Tom est redevenu Tornado , avec une victoire au sprint devant Van Avermaet

SOIGNIES Si le moral de Tom Boonen était en juin aussi noir que les nuages de Tubize, hier matin, qui ont déversé une pluie incessante pour le lancement du Tour de Wallonie, le mental de Tornado Tom était aussi radieux que le soleil généreux qui attendait les coureurs à l'arrivée, à Soignies.

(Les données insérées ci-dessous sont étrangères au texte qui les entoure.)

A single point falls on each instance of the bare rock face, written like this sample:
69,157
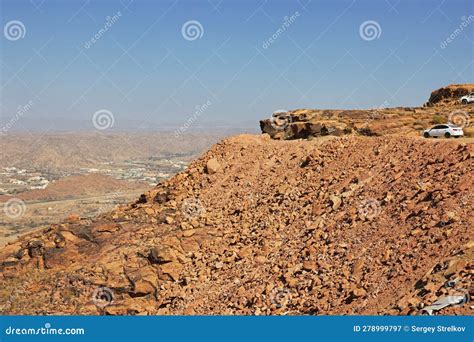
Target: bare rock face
212,166
344,225
442,106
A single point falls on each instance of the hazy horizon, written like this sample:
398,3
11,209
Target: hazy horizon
136,64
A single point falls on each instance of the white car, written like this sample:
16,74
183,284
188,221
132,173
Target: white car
445,130
467,99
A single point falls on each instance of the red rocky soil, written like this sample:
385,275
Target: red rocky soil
334,225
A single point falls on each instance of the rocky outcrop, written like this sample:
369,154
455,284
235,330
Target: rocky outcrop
450,94
341,225
443,106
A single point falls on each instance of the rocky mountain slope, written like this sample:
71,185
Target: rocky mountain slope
334,225
450,94
443,106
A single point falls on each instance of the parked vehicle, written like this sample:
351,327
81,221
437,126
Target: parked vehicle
467,98
445,130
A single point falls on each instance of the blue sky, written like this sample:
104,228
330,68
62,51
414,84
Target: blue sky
144,71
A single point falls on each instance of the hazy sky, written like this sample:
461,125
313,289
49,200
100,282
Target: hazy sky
234,62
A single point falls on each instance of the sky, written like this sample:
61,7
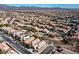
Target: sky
48,5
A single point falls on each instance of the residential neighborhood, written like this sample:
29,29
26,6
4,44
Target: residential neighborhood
39,32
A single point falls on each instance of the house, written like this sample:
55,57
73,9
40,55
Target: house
36,41
4,47
40,46
29,40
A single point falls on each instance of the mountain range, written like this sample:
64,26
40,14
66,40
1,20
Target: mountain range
4,7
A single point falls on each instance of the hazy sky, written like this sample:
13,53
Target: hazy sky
48,5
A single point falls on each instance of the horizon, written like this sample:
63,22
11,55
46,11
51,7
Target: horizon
46,5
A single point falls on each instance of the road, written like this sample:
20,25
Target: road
17,47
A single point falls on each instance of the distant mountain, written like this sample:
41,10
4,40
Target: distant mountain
4,7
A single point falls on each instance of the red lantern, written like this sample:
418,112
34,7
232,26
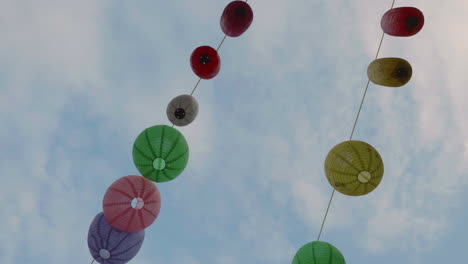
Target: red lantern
131,203
205,62
236,18
402,21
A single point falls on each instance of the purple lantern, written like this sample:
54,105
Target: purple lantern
109,245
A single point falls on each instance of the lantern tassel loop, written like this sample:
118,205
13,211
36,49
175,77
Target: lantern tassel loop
354,126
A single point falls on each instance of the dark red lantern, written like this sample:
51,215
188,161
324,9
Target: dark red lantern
236,18
402,21
205,62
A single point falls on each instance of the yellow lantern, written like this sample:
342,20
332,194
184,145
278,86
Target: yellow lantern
391,72
354,168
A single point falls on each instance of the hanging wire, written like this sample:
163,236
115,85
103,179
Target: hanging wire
219,46
354,127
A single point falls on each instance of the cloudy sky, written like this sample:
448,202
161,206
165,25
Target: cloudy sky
79,80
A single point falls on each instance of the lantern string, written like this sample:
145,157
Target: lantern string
219,46
354,127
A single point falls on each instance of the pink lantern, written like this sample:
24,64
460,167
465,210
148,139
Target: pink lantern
131,203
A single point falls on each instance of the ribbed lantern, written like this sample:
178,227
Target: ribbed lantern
205,62
402,21
131,203
182,110
109,245
236,18
160,153
318,252
391,72
354,168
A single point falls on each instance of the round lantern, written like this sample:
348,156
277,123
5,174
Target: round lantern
354,168
160,153
108,245
182,110
236,18
318,252
131,203
205,62
391,72
402,21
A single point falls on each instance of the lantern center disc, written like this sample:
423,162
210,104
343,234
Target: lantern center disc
204,59
364,176
137,203
159,164
104,253
240,11
179,113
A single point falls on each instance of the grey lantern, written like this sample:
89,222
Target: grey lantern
182,110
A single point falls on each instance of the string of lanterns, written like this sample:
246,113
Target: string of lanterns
354,167
161,153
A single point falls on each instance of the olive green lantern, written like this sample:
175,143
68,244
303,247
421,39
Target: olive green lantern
391,72
354,168
318,252
160,153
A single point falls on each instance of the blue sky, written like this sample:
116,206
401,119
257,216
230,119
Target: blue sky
81,79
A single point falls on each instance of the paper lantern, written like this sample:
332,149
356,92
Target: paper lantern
318,252
109,245
402,21
182,110
236,18
354,168
131,203
205,62
160,153
391,72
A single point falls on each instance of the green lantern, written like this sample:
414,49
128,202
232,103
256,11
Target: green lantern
160,153
318,252
354,168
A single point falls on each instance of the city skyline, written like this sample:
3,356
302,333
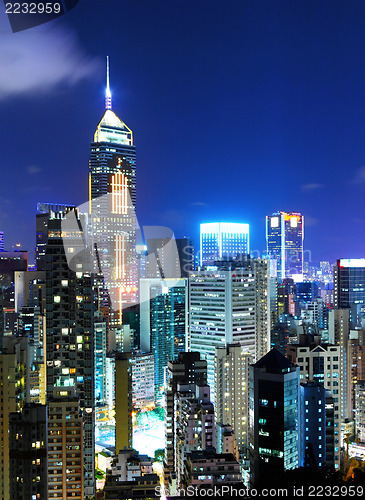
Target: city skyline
51,116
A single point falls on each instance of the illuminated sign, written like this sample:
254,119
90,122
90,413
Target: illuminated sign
274,222
352,262
224,227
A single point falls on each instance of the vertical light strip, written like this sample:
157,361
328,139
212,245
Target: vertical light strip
117,260
113,195
119,256
90,193
123,256
120,306
119,194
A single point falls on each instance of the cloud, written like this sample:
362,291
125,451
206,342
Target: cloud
310,221
311,187
359,177
198,204
33,169
39,60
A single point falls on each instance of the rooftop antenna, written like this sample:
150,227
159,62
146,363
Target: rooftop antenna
108,95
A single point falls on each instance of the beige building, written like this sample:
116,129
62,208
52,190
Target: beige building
232,388
14,392
65,447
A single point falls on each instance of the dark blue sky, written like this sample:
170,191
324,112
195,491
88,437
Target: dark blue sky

Le banni du Tour de France, suite à son contrôle positif à la cocaïne deux jours avant le départ du Tour de Belgique, a effectivement retrouvé le sourire et surtout sa bonne humeur. Avec une victoire acquise facilement au sprint, juste devant cet incontournable Greg Van Avermaet et Tomas Vaitkus. "J'avais repéré que cette première étape était la plus accessible ", explique-t-il. "C'est celle-là que je devais aller chercher. Pour le moral, pour le stress, cela fait du bien. Elle n'a pas été trop compliquée, avec une petite échappée (le Français Anthony Ravard, longtemps parti en solitaire), qu'on a pu contrôler facilement. Ensuite, les gars m'ont bien emmené au sprint. "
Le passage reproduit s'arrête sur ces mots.